Raoul Danzabe

Personal information
- Full name: Raoul Danzabe Sanda
- Date of birth: 18 July 2004 (age 22)
- Place of birth: Yaoundé
- Height: 1.66 m (5 ft 5+1⁄2 in)
- Position: Midfielder

Team information
- Current team: Qatar SC
- Number: 5

Youth career
- 0000–2023: AS Fortuna

Senior career*
- Years: Team / Apps / (Gls)
- 2022-: Qatar SC / 66 / (3)

= Raoul Danzabe =

Cameroonian association football player (born 2004)
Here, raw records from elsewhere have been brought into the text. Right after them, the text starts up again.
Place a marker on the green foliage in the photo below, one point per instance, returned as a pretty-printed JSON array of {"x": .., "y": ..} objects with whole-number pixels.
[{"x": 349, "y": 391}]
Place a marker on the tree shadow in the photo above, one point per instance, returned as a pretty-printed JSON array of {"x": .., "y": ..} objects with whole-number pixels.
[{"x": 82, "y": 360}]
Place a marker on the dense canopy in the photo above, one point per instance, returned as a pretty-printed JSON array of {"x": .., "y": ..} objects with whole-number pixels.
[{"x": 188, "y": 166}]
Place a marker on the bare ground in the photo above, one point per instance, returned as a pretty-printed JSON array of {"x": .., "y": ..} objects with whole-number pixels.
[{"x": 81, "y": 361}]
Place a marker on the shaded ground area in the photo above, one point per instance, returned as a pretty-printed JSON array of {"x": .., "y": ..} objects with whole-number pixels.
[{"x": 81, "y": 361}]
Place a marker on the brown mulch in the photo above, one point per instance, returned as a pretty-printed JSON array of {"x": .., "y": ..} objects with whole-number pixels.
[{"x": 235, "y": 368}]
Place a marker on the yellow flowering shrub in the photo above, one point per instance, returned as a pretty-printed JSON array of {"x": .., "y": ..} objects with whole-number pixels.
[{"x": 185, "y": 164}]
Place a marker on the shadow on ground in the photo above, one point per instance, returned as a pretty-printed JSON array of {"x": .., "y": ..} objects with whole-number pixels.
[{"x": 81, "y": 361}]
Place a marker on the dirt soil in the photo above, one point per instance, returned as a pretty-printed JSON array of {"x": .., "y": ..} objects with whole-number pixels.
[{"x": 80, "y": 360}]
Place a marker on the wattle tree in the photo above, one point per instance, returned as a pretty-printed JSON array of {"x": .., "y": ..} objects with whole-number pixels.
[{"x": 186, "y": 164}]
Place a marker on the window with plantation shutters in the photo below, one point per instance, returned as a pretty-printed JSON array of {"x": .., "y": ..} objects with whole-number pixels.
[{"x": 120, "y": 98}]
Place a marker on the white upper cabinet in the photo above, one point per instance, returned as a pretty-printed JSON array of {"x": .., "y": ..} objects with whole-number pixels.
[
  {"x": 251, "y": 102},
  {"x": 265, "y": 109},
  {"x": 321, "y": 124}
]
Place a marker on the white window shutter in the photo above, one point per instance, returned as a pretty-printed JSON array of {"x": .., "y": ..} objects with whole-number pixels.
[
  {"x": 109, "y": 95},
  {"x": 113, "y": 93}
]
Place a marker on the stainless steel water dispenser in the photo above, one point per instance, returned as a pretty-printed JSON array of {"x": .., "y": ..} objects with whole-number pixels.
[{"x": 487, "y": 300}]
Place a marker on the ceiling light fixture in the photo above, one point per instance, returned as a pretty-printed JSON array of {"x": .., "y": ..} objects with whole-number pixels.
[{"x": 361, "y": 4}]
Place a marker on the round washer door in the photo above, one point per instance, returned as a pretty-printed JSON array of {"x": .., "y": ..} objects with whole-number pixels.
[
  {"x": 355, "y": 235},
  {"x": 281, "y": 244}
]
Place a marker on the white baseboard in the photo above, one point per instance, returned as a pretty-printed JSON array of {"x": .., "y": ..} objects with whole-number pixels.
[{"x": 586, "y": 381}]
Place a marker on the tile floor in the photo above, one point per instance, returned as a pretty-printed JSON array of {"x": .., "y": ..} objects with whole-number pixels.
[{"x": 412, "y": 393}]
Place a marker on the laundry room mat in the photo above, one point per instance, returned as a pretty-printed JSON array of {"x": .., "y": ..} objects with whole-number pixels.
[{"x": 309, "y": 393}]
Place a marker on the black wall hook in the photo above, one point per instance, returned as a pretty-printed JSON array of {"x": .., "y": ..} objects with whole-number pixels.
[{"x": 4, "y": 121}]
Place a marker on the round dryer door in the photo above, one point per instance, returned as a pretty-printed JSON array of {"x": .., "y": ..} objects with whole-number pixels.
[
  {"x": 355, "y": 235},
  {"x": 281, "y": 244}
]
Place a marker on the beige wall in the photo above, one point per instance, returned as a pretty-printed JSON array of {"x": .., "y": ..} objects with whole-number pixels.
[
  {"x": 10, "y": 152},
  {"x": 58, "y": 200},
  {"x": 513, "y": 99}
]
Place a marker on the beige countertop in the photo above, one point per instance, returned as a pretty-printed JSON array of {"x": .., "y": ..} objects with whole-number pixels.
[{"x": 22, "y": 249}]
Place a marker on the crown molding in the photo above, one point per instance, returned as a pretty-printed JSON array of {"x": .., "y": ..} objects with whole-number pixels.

Raoul Danzabe Sanda (born 18 July 2004) is a Cameroonian footballer who plays as a midfielder for Qatar SC in the Qatari Stars League.

==Club career==
He played for AS Fortuna in Cameroon before signing for Qatar SC in January 2023. He scored for Qatar SC in a 4–2 win over Al Ahli in October 2023. Playing for Qatar SC he reached the final of the 2024 Emir Cup.

==International career==
In May 2024, he was called up to the senior Cameroon national football team for the first time, ahead of their 2026 World Cup qualifying matches against Cape Verde and Angola in June 2024.